Como en los combates medievales, para un profano era casi imposible determinar quiénes eran de un bando y quiénes del otro; todas las figuras portaban protecciones, unas ligeras, esbeltas y manejables, otras más resistentes y voluminosas. 

Para mayor confusión de Tom, no era esta una lucha enmarcada en un tiempo determinado, sino que era un amplio museo de técnicas y armas de combate: junto a toscas armaduras medievales e incluso de reminiscencias romanas o anteriores peleaban futuristas figuras embozadas en extraños trajes de cualidad metálica pero tan maleables para los movimientos de su portador como la ropa; mientras unos blandían hondas, lanzas y espadas, otros disparaban M-60's, fusiles de asalto e incluso armas energéticas; por abrumadora mayoría, la táctica de combate por excelencia era la romana, apelotonándose los combatientes en cuadros, rombos y otras figuras para abalanzarse ordenadamente sobre la marabunta combatiente o bien desplazándose presurosos hacia las brechas; también había por algunas partes filas de arqueros y fusileros protegidas por piqueros, muy al estilo de las antiguas guerras europeas.

Fijándose en esa variedad de armas Tom pudo al fin distinguir los ejércitos enfrentados: estupefacto comprobó que las pocas figuras embozadas en armaduras de plastiacero eran el objetivo de todos los demás. Un desigual combate en el que por cada caballero futurista existían decenas, incluso cientos, de enemigos: hombres, mujeres, incluso ancianos y niños. 

Parecía como si todos hubieran enloquecido, y convertidos en bestias rabiosas atacasen sin preocuparse por su edad o estado físico a las figuras plateadas. Pero la superioridad numérica no era nada frente al poder armamentístico: todas las armaduras portaban armas de energía o balísticas de altísima virulencia; frente a ellas, en piñas humanas, cuadros de lanceros se lanzaban con la furia de los bersecks, protegiendo con sus cuerpos a camaradas armados con subfusiles, ametralladoras y escasas armas futuristas, sin duda robadas a enemigos caídos. La masa, por el contrario, esgrimía una mezcla mazas, espadas, hachas y morning stars de la más variada factura. 

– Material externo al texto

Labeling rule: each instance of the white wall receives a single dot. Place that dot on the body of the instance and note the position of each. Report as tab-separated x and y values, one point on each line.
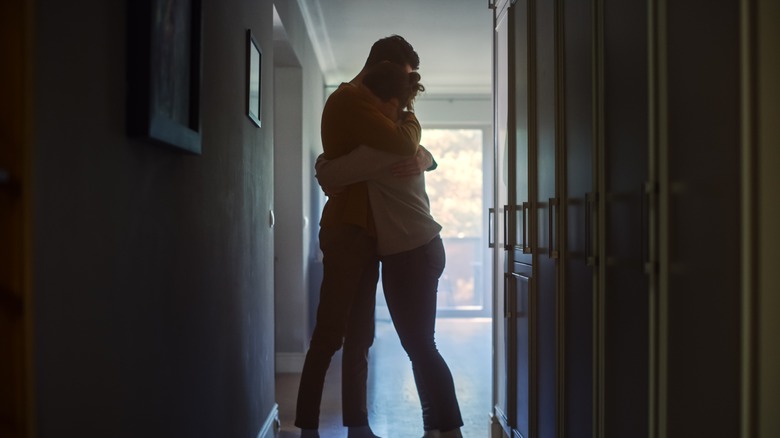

Aquello era una implacable carnicería donde el ejército primitivo solo mantenía su lucha gracias a la abrumadora superioridad numérica de sus miembros, que como alimañas se lanzaban en jaurías de veinte o más hombres desde el interior los cuadros sobre una sola armadura mientras otros mantenían a las demás a raya a base de un continuo fuego a discreción. 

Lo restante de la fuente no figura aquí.